Two anchor LEGO sets drive the builds. The LEGO Tulip Bouquet (set #11501) is a 576-piece build that retails standalone at $59.99; the LEGO Sunflower Bouquet (set #11502) clocks in at 686 pieces at the same price point. Both are rated 18-plus and feature adjustable petals and stems designed for adult builders who want a decorative, permanent result. A third bundle centers on a mixed spring flowers LEGO set. Most bouquets began shipping April 7; tulip bundle orders are set for April 21. Shoppers who add a Bouqs subscription can save 30% plus free shipping, a meaningful reduction at this price tier.

The LEGO Botanicals line has become one of the cleaner examples of the Kidult phenomenon: adults buying toys for themselves now account for up to 30% of global toy sales, according to Circana data, and non-parent adults who buy toys for personal use spend three times more than the average toy shopper. LEGO CEO Niels Christiansen has credited Botanicals specifically for helping the company attract teenage girls and women as a newer demographic.

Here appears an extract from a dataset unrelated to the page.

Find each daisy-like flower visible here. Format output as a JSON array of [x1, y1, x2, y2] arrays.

LEGO's revenue grew 13% to approximately $10.82 billion in 2024, with the first half of 2025 adding a further 12%. A LEGO survey found 58% of adults wish they were doing more play.

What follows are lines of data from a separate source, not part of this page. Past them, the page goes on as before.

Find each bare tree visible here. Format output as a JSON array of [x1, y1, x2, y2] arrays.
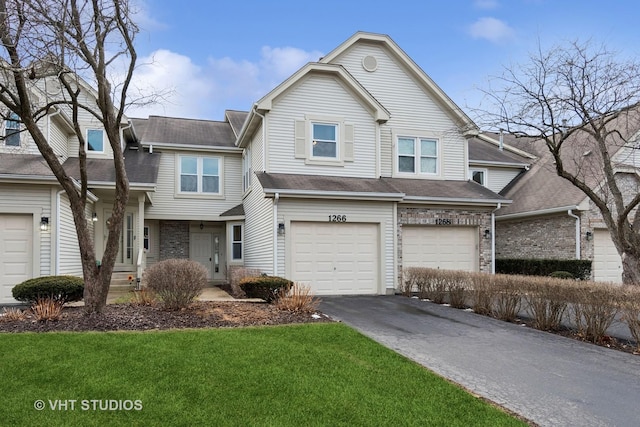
[[482, 41, 640, 284], [0, 0, 138, 313]]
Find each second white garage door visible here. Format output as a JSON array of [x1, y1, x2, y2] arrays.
[[0, 214, 33, 303], [290, 222, 380, 295], [402, 225, 478, 271], [593, 230, 622, 283]]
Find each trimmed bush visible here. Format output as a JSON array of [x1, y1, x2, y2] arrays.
[[142, 259, 207, 310], [496, 258, 591, 280], [549, 271, 574, 279], [11, 276, 84, 304], [240, 276, 293, 303]]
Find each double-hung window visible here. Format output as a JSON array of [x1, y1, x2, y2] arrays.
[[4, 112, 20, 147], [87, 129, 104, 153], [180, 156, 220, 194], [311, 123, 340, 159], [397, 136, 439, 175]]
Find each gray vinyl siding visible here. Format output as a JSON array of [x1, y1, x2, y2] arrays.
[[267, 75, 376, 178], [57, 194, 83, 277], [278, 199, 395, 294], [0, 184, 54, 276], [145, 150, 242, 220], [332, 43, 467, 180], [487, 168, 522, 193]]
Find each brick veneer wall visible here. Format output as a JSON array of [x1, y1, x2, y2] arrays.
[[496, 214, 593, 259], [397, 207, 492, 283], [160, 221, 189, 260]]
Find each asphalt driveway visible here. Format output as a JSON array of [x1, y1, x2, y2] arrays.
[[320, 295, 640, 427]]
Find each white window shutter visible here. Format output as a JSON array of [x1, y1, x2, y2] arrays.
[[294, 120, 307, 159], [343, 124, 355, 162]]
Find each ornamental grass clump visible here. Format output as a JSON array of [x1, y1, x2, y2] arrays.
[[31, 298, 64, 322], [142, 259, 207, 310], [275, 283, 321, 313]]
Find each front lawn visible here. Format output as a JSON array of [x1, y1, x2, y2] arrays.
[[0, 323, 524, 426]]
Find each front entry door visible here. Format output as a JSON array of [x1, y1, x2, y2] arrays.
[[104, 211, 135, 268], [191, 232, 214, 279]]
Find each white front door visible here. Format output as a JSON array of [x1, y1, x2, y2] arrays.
[[191, 232, 214, 279]]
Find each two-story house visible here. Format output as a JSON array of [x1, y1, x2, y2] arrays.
[[0, 32, 516, 301]]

The Bouqs Co. was founded in 2012 by Notre Dame classmates John Tabis and Juan Pablo "JP" Montúfar. Tabis came from Bain & Company and Disney before earning an MBA at UCLA Anderson; Montúfar is a third-generation flower farmer whose family operations are based in Ecuador. The company appeared on Shark Tank in 2014 without securing a deal, and has since reportedly surpassed $100 million in annual revenue. Current CEO Kim Tobman leads the Venice, California-based company, where the subscription business drives approximately 40% of total revenue.

The LEGO x Bouqs pairing is not the only partnership Bouqs assembled for Mother's Day 2026. A concurrent limited edition with Lands' End pairs a peach-and-cream arrangement with a branded tote bag, part of a deliberate strategy of stacking brand collaborations around major gifting occasions.

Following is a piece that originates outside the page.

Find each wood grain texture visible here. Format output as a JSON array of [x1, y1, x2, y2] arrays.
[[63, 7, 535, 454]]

LEGO has been investing heavily in the Botanicals cultural footprint beyond retail. The group launched "Le Florist," an in-person building experience held across six cities: New York, London, Toronto, Paris, Hamburg, and Milan. Celebrity floral designer Jeff Leatham partnered with LEGO separately on a "Petal Power" Botanicals Workshop, cementing the line's positioning as a lifestyle product for adults rather than a toy with flowers on the box.

At $159 for the sunflower tier, which combines a 686-piece LEGO build with a farm-cut bouquet, the bundle competes squarely with what most shoppers would spend buying both gifts separately. That it has sold out three times across two gifting occasions, before ever reaching its third, is the most honest measure of how the proposition lands.